Genetic Control of Beta-carotene, Iron and Zinc Content in Sweetpotato

Abstract

Micronutrients deficiency is a major contributor to poor health in developing countries. It can be alleviated by biofortification or enrichment of staple crops with micronutrients. Sweetpotato is a major staple crop in numerous tropical countries and is naturally biofortified. In spite of extensive promotion of orange-fleshed sweetpotatovarieties (OFSPs), they are poorly utilized as staple food in most parts of West Africa because of their low dry matter and high sugar content. Beta-carotene is positively correlated with iron and zinc content in sweetpotato. Development of sweetpotato cultivars with end-user preferred traits and higher content of beta-carotene, iron and zinc will alleviate their deficiencies.
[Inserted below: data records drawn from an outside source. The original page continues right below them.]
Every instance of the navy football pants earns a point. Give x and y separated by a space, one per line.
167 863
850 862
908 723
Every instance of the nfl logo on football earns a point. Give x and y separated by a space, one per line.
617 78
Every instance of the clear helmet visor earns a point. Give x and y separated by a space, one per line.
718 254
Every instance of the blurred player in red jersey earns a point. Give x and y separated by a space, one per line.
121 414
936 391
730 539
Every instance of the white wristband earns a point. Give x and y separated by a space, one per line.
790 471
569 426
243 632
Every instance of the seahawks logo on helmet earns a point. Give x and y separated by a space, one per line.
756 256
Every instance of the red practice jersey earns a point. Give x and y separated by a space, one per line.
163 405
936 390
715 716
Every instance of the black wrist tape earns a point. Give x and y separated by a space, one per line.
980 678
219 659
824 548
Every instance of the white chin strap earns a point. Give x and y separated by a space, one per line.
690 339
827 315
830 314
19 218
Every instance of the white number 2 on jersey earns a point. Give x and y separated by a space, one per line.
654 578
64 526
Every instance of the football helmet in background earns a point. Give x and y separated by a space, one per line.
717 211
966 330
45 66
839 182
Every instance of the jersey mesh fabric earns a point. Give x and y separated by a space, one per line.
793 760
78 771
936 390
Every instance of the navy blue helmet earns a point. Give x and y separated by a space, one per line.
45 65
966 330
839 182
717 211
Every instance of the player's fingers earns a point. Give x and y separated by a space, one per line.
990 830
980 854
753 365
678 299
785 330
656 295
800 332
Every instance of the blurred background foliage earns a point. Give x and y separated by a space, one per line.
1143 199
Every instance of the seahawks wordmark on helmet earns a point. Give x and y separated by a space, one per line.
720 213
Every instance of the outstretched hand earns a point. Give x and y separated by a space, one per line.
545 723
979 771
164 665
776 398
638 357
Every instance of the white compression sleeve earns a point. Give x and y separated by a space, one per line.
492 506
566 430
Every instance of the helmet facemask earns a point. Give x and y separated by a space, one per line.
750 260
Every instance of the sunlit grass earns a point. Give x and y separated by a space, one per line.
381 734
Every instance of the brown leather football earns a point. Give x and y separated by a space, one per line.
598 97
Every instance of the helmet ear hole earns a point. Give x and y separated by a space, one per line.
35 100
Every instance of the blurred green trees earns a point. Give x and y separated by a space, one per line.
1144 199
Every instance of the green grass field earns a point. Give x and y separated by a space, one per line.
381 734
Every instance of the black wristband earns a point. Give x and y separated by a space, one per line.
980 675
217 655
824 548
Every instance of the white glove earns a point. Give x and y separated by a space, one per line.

Knowledge on the genetic control of these traits is critical for their improvement in sweetpotato. This study used diallel mating design to estimate general combining ability (GCA) and specific combining ability (SCA) of storage root beta-carotene, iron and zinc content to determine the genetic control of these traits for sweetpotato breeding. A general model for estimating genetic effect, Gardner and Eberhart analysis II (GEAN II), was used for data analysis. Genetic variability for the traits indicated that they were mostly controlled by additive gene effect. Significant heterosis was found indicating that levels of these micronutrients can be improved in sweetpotato through breeding.